Natriuretic peptide type C (NPPC) activation of the guanylyl cyclase-linked natriuretic peptide receptor (NPR) 2 maintains oocyte meiotic arrest. Luteinizing hormone (LH)-dependent epidermal growth factor (EGF) receptor signaling elevates calcium of cumulus cells to inactivate NPR2, resulting in meiotic resumption. This study investigated the regulatory mechanism of calcium on NPR2 inactivation. In mouse ovarian follicles, LH, through the activation of EGF receptor, significantly elevated calcium levels in cumulus cells, but decreased the binding affinity of NPR2 for NPPC. In cultured cumulus-oocyte complexes, the activation of EGF receptor by EGF mobilized intracellular calcium of cumulus cells to decrease NPR2 affinity and cGMP levels, resulting in meiotic resumption. However, hormone treatments had not changed NPR2 protein levels. In addition, the removal of magnesium ions from the medium decreased the binding affinity of NPR2 for NPPC, resulting in a decrease in cGMP levels and meiotic resumption. It is concluded that magnesium ions are required to maintain functional NPR2, and that LH-dependent EGF receptor signaling mobilizes intracellular calcium of cumulus cells to reduce NPPC-NPR2 interaction that is required for meiotic resumption.

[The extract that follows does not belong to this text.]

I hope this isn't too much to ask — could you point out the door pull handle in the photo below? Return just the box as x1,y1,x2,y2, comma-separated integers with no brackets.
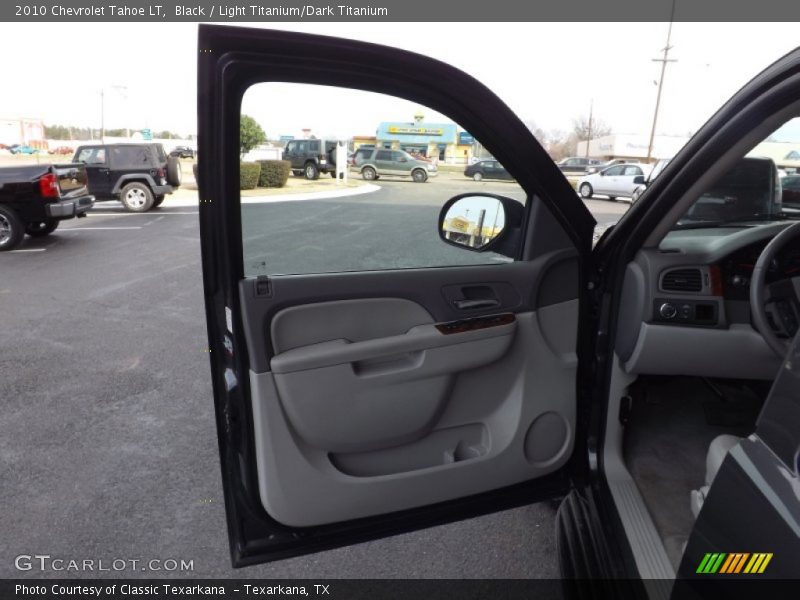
453,298,500,310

机译:紫薇环酶连接的Natriure肽受体(NPR)2的Natriesuretic肽C(NPPC)活化维持卵母细胞减数氏菌。叶黄素激素(LH) - 依赖表皮生长因子(EGF)受体信号传导升高了积分细胞的钙,使NPR2失活,导致减数分裂恢复。本研究研究了钙对NPR2失活的调节机制。在小鼠卵巢卵泡,LH,通过激活EGF受体,巨大细胞的钙水平显着升高,但降低NPR2对NPPC的结合亲和力。在培养的巨核母细胞配合物中,EGF通过EGF动员巨大细胞细胞内钙的激活来降低NPR2亲和力和CGMP水平,导致减数分裂恢复。然而,激素治疗没有改变NPR2蛋白水平。此外,从培养基中除去镁离子降低NPR2对NPPC的结合亲和力,导致CGMP水平降低和减少恢复。得出结论,镁离子需要维持功能性NPR2,并且LH依赖性的EGF受体信号传导调动巨积细胞的细胞内钙,以降低减少人性恢复所需的NPPC-NPR2相互作用。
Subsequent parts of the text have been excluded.